The new company and application will make its way to compete within the popular realm of companies similar to Uber or Lyft.
A previous Uber driver and Massachusetts resident, Michael Pelletz, alongside his wife, Kelly, developed the idea for Chariot for Women.
The company aims to provide safety for its passengers while only hiring female drivers and allowing female passengers and mothers with children under the age of 13. The company also accepts transgender drivers and passengers.
According to the Chariot for Women website, Pelletz thought of the idea while working as an Uber driver part-time. He dealt with his first unsafe ride, as a passenger incoherently needed a ride home and he struggled to figure out how to take care of the passenger.
At the same time, Pelletz wanted to give his wife the chance to succeed in the industry like he did. According to an article on Forbes, only 19 percent of all Uber drivers are female. The article explains the industry “economically excludes women” so providing an all female driver and passenger experience gives women an equal opportunity to work in the same system.

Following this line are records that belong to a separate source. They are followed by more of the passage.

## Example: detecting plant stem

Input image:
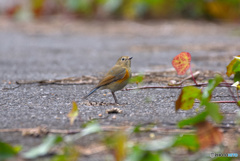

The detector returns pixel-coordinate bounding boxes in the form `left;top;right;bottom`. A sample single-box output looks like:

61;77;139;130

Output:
189;64;198;85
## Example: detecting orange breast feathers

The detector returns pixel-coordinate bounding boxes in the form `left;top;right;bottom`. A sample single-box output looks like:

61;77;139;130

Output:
117;69;130;83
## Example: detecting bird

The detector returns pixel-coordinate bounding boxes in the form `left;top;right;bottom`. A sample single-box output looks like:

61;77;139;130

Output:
83;56;133;104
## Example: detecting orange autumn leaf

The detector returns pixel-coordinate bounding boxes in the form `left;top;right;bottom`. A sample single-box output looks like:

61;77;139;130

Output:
195;121;223;149
172;52;191;75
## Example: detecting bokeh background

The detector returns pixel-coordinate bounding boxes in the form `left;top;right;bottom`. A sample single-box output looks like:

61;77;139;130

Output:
0;0;240;22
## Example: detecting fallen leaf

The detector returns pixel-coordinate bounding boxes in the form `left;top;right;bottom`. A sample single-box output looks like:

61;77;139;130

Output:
195;121;223;149
172;52;191;75
67;101;78;125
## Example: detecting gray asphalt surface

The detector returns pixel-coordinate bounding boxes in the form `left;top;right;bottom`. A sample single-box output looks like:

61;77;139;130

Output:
0;18;240;159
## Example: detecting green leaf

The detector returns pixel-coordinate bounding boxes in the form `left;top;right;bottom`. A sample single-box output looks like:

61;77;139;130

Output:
233;72;240;82
23;135;63;159
126;146;160;161
206;102;223;123
201;75;223;105
0;142;21;160
173;134;200;151
175;86;202;111
178;111;208;128
129;75;144;84
232;60;240;73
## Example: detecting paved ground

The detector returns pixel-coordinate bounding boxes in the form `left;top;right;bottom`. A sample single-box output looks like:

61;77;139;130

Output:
0;18;240;158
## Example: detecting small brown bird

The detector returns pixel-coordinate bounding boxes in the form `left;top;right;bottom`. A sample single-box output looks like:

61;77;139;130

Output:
83;56;132;103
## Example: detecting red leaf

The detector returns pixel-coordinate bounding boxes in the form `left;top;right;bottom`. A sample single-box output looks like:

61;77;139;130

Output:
172;52;191;75
195;121;223;149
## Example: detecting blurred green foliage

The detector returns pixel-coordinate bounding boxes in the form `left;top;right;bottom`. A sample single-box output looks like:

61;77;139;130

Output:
3;0;240;21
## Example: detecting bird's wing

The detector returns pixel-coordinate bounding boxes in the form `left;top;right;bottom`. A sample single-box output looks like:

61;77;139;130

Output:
97;66;126;87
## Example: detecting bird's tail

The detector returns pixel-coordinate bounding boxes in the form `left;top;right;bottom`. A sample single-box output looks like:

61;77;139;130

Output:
83;87;100;99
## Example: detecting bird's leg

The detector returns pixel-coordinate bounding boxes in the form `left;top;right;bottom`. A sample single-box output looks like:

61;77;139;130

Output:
112;92;118;104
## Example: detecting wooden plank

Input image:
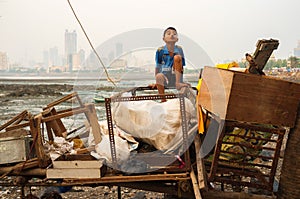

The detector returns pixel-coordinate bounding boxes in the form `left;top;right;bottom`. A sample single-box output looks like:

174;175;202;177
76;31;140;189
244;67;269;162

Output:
0;129;30;138
0;110;28;131
43;107;67;140
190;168;202;199
226;74;300;127
198;67;300;127
29;114;51;168
46;168;101;179
52;155;103;169
198;67;233;119
278;105;300;199
86;104;102;145
194;134;208;191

Pelletz knew he wanted to develop a better method for passengers to arrive safely to their destinations and give women like his wife more opportunities to make money, thus Chariot for Women was born.
Junior biology major Delaney Leathers is unsure how successful Chariot for Women will be but would download the app as an alternative to Uber or Lyft. Leathers thinks the Chariot for Women app is a great idea on a college campus.

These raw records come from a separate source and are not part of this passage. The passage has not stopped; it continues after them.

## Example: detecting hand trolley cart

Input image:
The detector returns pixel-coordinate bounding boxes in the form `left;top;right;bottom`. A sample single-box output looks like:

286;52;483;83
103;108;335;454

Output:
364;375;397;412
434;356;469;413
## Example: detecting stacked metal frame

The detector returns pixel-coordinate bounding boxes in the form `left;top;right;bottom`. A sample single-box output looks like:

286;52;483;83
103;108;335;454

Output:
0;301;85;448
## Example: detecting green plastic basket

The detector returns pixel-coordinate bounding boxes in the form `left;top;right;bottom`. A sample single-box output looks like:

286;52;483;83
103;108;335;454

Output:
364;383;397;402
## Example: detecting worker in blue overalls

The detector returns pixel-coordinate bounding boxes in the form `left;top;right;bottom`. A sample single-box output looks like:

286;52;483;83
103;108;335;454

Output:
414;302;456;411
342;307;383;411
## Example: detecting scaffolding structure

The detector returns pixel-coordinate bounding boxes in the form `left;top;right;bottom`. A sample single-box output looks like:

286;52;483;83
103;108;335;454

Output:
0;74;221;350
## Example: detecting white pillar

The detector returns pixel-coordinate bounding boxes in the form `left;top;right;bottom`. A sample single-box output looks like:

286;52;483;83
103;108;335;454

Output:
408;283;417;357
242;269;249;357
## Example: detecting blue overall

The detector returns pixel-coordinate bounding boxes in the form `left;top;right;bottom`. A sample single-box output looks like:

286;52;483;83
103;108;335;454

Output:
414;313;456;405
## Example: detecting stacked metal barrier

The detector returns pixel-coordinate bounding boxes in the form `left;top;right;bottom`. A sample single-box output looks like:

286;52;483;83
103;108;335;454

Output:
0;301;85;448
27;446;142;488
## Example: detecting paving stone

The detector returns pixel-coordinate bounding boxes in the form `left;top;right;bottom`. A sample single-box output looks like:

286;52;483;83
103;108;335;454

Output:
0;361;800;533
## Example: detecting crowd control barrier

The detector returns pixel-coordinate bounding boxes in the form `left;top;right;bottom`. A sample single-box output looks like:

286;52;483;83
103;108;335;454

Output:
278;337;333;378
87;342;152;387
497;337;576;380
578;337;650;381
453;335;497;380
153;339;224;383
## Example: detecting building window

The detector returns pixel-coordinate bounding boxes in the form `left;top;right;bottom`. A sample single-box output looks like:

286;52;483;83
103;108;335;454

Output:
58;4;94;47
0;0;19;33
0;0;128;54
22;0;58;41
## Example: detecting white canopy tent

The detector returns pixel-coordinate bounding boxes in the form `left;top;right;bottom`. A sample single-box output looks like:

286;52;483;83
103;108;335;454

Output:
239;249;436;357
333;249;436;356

“I’ve never used Uber before but would consider using this app instead,” said Leathers. “I think as long as it uses better background checks it sounds well-established.”

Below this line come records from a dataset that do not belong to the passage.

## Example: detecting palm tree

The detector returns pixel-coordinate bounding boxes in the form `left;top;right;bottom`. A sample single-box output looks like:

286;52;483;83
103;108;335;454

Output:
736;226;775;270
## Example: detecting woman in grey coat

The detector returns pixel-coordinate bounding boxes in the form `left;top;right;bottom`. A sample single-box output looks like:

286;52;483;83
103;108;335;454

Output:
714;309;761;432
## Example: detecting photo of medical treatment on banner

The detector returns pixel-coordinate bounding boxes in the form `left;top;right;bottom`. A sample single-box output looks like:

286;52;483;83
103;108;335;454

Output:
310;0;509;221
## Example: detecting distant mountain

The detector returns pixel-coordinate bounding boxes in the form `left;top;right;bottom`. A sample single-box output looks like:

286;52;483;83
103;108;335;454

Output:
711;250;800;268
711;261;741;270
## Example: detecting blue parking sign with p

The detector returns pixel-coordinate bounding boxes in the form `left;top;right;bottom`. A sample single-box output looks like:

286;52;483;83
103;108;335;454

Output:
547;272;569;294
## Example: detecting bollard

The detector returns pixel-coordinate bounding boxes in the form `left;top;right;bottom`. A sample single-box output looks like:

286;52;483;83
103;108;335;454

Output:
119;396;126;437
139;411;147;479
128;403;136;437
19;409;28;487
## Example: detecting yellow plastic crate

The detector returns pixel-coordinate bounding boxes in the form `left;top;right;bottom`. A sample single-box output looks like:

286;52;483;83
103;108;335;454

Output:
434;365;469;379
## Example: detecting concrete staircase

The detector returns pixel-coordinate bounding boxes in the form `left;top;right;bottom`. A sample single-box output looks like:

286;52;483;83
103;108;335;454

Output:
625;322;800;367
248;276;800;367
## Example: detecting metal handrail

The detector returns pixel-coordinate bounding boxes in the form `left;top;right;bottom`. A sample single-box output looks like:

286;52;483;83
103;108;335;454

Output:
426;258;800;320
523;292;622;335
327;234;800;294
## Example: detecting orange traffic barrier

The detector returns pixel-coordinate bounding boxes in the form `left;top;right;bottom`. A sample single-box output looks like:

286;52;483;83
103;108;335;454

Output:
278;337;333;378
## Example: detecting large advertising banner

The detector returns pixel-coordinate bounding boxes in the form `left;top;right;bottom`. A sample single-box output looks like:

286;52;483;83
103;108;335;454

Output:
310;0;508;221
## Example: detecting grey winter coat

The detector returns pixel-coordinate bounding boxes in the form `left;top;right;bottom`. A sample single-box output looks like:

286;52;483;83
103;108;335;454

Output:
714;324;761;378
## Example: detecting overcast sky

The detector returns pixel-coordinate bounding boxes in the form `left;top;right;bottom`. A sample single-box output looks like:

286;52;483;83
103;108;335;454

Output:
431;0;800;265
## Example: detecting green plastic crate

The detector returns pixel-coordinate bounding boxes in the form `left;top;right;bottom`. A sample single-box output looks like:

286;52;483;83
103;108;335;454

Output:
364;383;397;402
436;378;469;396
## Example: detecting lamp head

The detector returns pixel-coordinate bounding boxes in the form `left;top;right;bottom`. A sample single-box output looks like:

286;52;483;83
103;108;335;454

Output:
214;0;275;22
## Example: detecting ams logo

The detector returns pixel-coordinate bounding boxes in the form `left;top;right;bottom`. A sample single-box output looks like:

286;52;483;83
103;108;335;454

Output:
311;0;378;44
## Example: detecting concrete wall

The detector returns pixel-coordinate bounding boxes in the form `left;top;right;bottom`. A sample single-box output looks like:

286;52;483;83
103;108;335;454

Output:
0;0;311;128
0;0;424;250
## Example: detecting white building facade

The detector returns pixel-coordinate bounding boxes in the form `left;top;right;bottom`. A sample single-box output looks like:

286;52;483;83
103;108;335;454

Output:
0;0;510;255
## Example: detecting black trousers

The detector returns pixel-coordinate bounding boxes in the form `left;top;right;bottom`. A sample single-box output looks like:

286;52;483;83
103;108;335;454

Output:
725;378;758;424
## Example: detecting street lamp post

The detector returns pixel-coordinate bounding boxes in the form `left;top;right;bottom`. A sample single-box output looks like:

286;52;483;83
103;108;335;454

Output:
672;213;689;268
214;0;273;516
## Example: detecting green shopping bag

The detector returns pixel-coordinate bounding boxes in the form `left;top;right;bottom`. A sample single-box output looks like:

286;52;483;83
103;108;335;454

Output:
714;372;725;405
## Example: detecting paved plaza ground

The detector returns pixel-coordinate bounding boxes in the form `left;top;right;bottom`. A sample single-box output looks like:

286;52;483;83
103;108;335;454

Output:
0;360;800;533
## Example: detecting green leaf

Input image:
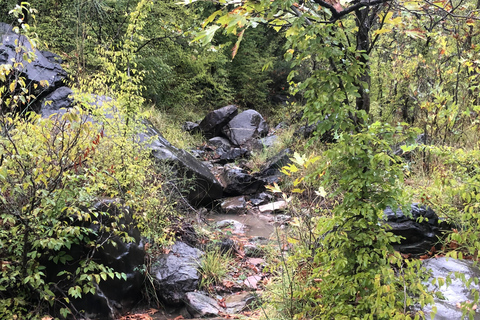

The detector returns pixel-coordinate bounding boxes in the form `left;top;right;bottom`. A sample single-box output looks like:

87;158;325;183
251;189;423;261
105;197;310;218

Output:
192;25;220;45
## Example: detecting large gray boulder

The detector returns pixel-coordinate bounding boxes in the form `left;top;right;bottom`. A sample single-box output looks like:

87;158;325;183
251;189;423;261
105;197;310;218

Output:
139;120;223;205
223;109;268;146
199;105;238;139
150;242;203;305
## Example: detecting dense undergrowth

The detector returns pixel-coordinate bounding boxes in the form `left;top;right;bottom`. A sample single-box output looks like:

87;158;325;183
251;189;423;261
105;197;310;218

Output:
0;0;480;319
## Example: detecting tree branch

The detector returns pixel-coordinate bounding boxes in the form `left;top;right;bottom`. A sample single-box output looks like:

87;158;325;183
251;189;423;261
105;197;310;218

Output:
313;0;392;22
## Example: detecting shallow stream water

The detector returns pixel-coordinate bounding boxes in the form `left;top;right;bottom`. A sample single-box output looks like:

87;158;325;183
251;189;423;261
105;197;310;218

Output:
206;213;275;238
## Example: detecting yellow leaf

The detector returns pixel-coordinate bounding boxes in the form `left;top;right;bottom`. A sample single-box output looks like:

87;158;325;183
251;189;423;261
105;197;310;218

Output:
293;177;305;187
265;183;282;193
373;28;392;35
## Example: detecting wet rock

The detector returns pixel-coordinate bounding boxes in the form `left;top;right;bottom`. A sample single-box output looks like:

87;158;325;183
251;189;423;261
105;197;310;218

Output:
384;203;442;254
274;121;289;130
243;242;265;258
260;135;278;148
225;292;255;314
256;148;293;184
45;199;145;319
245;258;265;267
0;24;67;98
293;121;335;143
423;257;480;320
139;120;223;205
223;109;268;146
243;275;262;289
220;168;265;196
190;149;205;160
274;214;292;225
40;50;63;64
217;148;249;164
40;87;73;118
185;292;225;318
208;137;232;150
182;121;200;134
220;196;247;214
258;200;287;213
199;105;238;139
0;22;13;36
216;236;236;254
217;219;245;234
150;242;203;305
250;192;273;206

The app is a pink logo with the words ‘Chariot for Women’ in white lettering. The app will be free, and when used shows a picture of the driver with their name, car make and license plate number.
Chariot also uses a unique feature; when a person requests a ride, the person and the driver both receive a ‘safe word’ that pops up on the app and the driver and passenger must exchange safe words in order for the ride to begin.
If both of their safe words do not match up then the passenger knows not to get into the vehicle.
Junior American studies major Courtney Deena says it is questionable if an all-female driver company will have success because females do not always travel with solely other females.
“I think that by narrowing down the audience it makes it hard for financial revenue but it’s a great idea,” said Deena. “Being a female, when you leave somewhere at night and I’ve had a few drinks I would feel safer with a female driver than a male driver at that time.”
This app provides a much safer alternative to Uber, which has become questionable since the Michigan shooting revealed a lack of background checks for Uber drivers, according to the Washington Post.
As the app unveils Tuesday, there is doubt whether or not the app can sustain economically. But, the app also may rise to be competitive with Uber and Lyft taking away female passengers from those other companies.